As a recruiter, I’ve seen first-hand the difference in how men and women apply for jobs. Application mismatches are common. I’ve seen total lack of understanding for the open position (erm, Social Media Marketing is more than just using your personal Twitter). I’ve also seen reaching applications – the job requires A through F, but the resume only has A through D. If even.
Here’s the thing, though: even if it’s not a perfect match, if there’s clear potential, they’ll still get a call. And if not, I’ll usually earmark the application for a future opening if they seem like they could add value in another role.
But the sad truth is that the clear majority of these reaching applications come from men. Which means, ladies, men are confidently stepping into jobs that they may not be perfectly prepared for, and (hopefully) picking the rest up as they go.
We are competitive, smart, and damn good at what we do, so why aren’t we reaching, too? So, in the interest of getting that reach-job, here’s what I suggest:
Tailor Your Resume
I’ve mentioned before the importance of tailoring your application for the job you’re looking for, but this is even more important when you’re going for a reach. A recruiter may not instantly understand why you’re applying for this two-steps-up role, so don’t leave anything to chance.

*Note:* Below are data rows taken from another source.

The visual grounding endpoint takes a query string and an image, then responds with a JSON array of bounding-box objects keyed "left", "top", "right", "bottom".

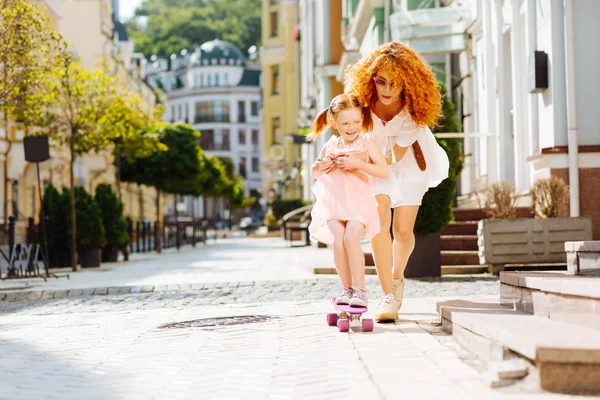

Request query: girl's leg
[
  {"left": 327, "top": 220, "right": 351, "bottom": 288},
  {"left": 343, "top": 220, "right": 366, "bottom": 290},
  {"left": 371, "top": 194, "right": 393, "bottom": 295},
  {"left": 391, "top": 205, "right": 420, "bottom": 279}
]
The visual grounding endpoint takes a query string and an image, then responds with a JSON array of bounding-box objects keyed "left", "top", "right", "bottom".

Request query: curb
[{"left": 0, "top": 277, "right": 341, "bottom": 303}]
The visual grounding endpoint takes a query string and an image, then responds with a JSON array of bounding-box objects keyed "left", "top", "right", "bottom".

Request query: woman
[{"left": 345, "top": 41, "right": 450, "bottom": 321}]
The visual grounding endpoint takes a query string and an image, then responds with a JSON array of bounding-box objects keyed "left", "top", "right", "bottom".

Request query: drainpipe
[
  {"left": 526, "top": 0, "right": 540, "bottom": 159},
  {"left": 564, "top": 0, "right": 579, "bottom": 216}
]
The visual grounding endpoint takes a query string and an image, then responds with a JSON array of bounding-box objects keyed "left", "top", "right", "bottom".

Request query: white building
[{"left": 146, "top": 39, "right": 263, "bottom": 219}]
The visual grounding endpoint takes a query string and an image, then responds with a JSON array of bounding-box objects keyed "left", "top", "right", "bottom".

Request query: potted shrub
[
  {"left": 69, "top": 186, "right": 106, "bottom": 268},
  {"left": 403, "top": 85, "right": 462, "bottom": 278},
  {"left": 39, "top": 184, "right": 71, "bottom": 267},
  {"left": 478, "top": 177, "right": 592, "bottom": 267},
  {"left": 95, "top": 184, "right": 128, "bottom": 263}
]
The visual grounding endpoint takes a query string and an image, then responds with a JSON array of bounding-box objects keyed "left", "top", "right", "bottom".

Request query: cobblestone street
[{"left": 0, "top": 238, "right": 589, "bottom": 399}]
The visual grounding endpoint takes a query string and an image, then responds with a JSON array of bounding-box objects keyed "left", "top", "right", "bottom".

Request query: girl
[
  {"left": 345, "top": 41, "right": 450, "bottom": 321},
  {"left": 307, "top": 93, "right": 388, "bottom": 307}
]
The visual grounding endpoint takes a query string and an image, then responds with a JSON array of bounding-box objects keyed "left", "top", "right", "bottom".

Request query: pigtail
[
  {"left": 306, "top": 108, "right": 330, "bottom": 142},
  {"left": 361, "top": 106, "right": 373, "bottom": 132}
]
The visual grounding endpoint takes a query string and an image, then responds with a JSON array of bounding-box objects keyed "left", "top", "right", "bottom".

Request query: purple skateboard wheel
[
  {"left": 327, "top": 313, "right": 338, "bottom": 326},
  {"left": 337, "top": 319, "right": 350, "bottom": 332},
  {"left": 362, "top": 318, "right": 374, "bottom": 332}
]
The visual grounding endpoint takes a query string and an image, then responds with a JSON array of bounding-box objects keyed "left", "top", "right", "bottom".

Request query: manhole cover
[{"left": 158, "top": 315, "right": 276, "bottom": 329}]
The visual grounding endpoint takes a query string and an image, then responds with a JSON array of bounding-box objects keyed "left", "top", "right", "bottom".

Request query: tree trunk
[
  {"left": 70, "top": 128, "right": 79, "bottom": 271},
  {"left": 174, "top": 195, "right": 180, "bottom": 250},
  {"left": 3, "top": 110, "right": 12, "bottom": 225},
  {"left": 115, "top": 144, "right": 122, "bottom": 201},
  {"left": 155, "top": 188, "right": 162, "bottom": 253}
]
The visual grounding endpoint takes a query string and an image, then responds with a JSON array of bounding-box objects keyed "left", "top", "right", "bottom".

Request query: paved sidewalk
[
  {"left": 0, "top": 294, "right": 589, "bottom": 400},
  {"left": 0, "top": 237, "right": 500, "bottom": 302}
]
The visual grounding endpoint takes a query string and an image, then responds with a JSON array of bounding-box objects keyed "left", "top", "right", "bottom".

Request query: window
[
  {"left": 271, "top": 65, "right": 280, "bottom": 95},
  {"left": 207, "top": 74, "right": 212, "bottom": 87},
  {"left": 252, "top": 157, "right": 260, "bottom": 173},
  {"left": 199, "top": 129, "right": 215, "bottom": 150},
  {"left": 224, "top": 73, "right": 229, "bottom": 86},
  {"left": 221, "top": 129, "right": 231, "bottom": 150},
  {"left": 215, "top": 73, "right": 220, "bottom": 87},
  {"left": 239, "top": 157, "right": 247, "bottom": 179},
  {"left": 272, "top": 116, "right": 282, "bottom": 144},
  {"left": 251, "top": 101, "right": 259, "bottom": 116},
  {"left": 171, "top": 106, "right": 175, "bottom": 122},
  {"left": 237, "top": 100, "right": 246, "bottom": 122},
  {"left": 251, "top": 129, "right": 259, "bottom": 145},
  {"left": 11, "top": 180, "right": 18, "bottom": 219},
  {"left": 270, "top": 11, "right": 278, "bottom": 37},
  {"left": 239, "top": 129, "right": 246, "bottom": 145},
  {"left": 200, "top": 73, "right": 204, "bottom": 87},
  {"left": 195, "top": 101, "right": 230, "bottom": 123}
]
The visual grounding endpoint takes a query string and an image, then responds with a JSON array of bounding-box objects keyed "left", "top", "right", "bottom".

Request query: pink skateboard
[{"left": 327, "top": 298, "right": 374, "bottom": 332}]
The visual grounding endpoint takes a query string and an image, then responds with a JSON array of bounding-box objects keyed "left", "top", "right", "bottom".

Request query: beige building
[{"left": 260, "top": 0, "right": 302, "bottom": 201}]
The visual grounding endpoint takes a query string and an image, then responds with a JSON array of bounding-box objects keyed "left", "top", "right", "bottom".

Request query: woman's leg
[
  {"left": 327, "top": 220, "right": 352, "bottom": 288},
  {"left": 391, "top": 205, "right": 420, "bottom": 279},
  {"left": 371, "top": 195, "right": 393, "bottom": 295},
  {"left": 343, "top": 220, "right": 366, "bottom": 290}
]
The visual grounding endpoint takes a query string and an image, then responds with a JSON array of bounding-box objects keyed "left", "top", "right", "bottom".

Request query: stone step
[
  {"left": 440, "top": 235, "right": 478, "bottom": 251},
  {"left": 500, "top": 271, "right": 600, "bottom": 331},
  {"left": 441, "top": 250, "right": 480, "bottom": 265},
  {"left": 452, "top": 207, "right": 534, "bottom": 222},
  {"left": 442, "top": 265, "right": 488, "bottom": 275},
  {"left": 437, "top": 298, "right": 600, "bottom": 394},
  {"left": 442, "top": 221, "right": 478, "bottom": 236}
]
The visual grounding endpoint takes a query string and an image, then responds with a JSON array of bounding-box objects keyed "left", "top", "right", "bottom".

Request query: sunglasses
[{"left": 373, "top": 77, "right": 396, "bottom": 90}]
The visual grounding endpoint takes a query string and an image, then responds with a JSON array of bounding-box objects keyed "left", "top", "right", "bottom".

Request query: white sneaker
[
  {"left": 392, "top": 278, "right": 405, "bottom": 311},
  {"left": 349, "top": 288, "right": 368, "bottom": 307},
  {"left": 334, "top": 287, "right": 354, "bottom": 305},
  {"left": 375, "top": 294, "right": 398, "bottom": 322}
]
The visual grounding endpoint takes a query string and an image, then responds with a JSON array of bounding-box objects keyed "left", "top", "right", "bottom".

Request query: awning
[{"left": 390, "top": 7, "right": 473, "bottom": 54}]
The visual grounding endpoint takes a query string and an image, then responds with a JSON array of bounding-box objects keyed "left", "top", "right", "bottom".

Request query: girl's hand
[
  {"left": 335, "top": 154, "right": 361, "bottom": 171},
  {"left": 316, "top": 157, "right": 336, "bottom": 174}
]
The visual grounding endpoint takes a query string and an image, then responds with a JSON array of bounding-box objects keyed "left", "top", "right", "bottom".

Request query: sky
[{"left": 119, "top": 0, "right": 144, "bottom": 21}]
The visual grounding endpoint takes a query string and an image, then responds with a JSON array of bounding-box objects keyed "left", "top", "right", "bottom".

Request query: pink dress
[{"left": 309, "top": 135, "right": 381, "bottom": 245}]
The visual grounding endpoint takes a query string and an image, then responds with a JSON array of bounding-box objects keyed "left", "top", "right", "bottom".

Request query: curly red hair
[{"left": 345, "top": 42, "right": 442, "bottom": 128}]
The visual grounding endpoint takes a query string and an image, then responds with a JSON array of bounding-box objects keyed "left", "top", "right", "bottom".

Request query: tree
[
  {"left": 119, "top": 123, "right": 206, "bottom": 251},
  {"left": 126, "top": 0, "right": 261, "bottom": 57},
  {"left": 0, "top": 0, "right": 64, "bottom": 222},
  {"left": 23, "top": 58, "right": 154, "bottom": 271}
]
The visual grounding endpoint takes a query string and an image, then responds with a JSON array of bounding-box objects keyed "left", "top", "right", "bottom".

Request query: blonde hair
[{"left": 306, "top": 93, "right": 373, "bottom": 142}]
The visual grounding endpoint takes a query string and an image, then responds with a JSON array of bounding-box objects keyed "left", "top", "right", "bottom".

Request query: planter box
[
  {"left": 79, "top": 248, "right": 102, "bottom": 268},
  {"left": 405, "top": 232, "right": 441, "bottom": 278},
  {"left": 478, "top": 217, "right": 593, "bottom": 265},
  {"left": 102, "top": 247, "right": 119, "bottom": 263}
]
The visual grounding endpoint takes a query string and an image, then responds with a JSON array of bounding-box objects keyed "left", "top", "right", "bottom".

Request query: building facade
[
  {"left": 463, "top": 0, "right": 600, "bottom": 238},
  {"left": 146, "top": 39, "right": 263, "bottom": 219},
  {"left": 260, "top": 0, "right": 302, "bottom": 201},
  {"left": 298, "top": 0, "right": 345, "bottom": 200}
]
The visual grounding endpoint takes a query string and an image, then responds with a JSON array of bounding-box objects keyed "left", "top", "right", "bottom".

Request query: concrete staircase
[
  {"left": 437, "top": 241, "right": 600, "bottom": 394},
  {"left": 441, "top": 208, "right": 534, "bottom": 275}
]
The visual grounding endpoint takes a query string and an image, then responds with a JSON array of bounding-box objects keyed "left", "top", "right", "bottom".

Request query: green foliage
[
  {"left": 270, "top": 199, "right": 310, "bottom": 222},
  {"left": 0, "top": 0, "right": 65, "bottom": 120},
  {"left": 126, "top": 0, "right": 261, "bottom": 57},
  {"left": 67, "top": 187, "right": 107, "bottom": 250},
  {"left": 120, "top": 123, "right": 204, "bottom": 194},
  {"left": 95, "top": 184, "right": 129, "bottom": 251},
  {"left": 39, "top": 183, "right": 69, "bottom": 252},
  {"left": 414, "top": 85, "right": 462, "bottom": 235}
]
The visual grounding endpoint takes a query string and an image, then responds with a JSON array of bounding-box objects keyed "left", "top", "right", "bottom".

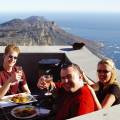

Don’t have E and F? Highlight A through D at the very top of your resume, and consider listing certifications that are in-progress (clearly labeled).
Bridge the Gap
Just because you don’t have that Google Analytics certification doesn’t mean you can’t get it now. It makes a huge impression when a candidate shows initiative and the ability to teach themselves something that directly lends itself to the position. You’re basically able to set yourself apart in three huge ways:
- Boom, you’ll have that necessary skill well before you start
- You show that you’re able to see problem spots and jump on them
- You show that you’re willing to invest your time in the company, and yourself
To a hiring manager who probably doesn’t want to have to hold someone’s hand through processes long-term, this makes you a god damn unicorn.
You could hope that nobody mentions the elephant in the room, but even if that works for the first round, it won’t be long before someone brings it up. So why not break the ice yourself?
While I wouldn’t go on and on about why it’s not a perfect match, I would be honest about the missing pieces — and immediately share how you’re working to fix them. Focus on what you’re doing to build yourself up, and what you bring to the table. Not only does it clear the air on your own terms, but it tells your interviewer that you’re self-aware and proactive.
Even if we have that 60%, we can – and should – be competitive with our job search. That reach could mean the next big thing for your career! So, go get that job!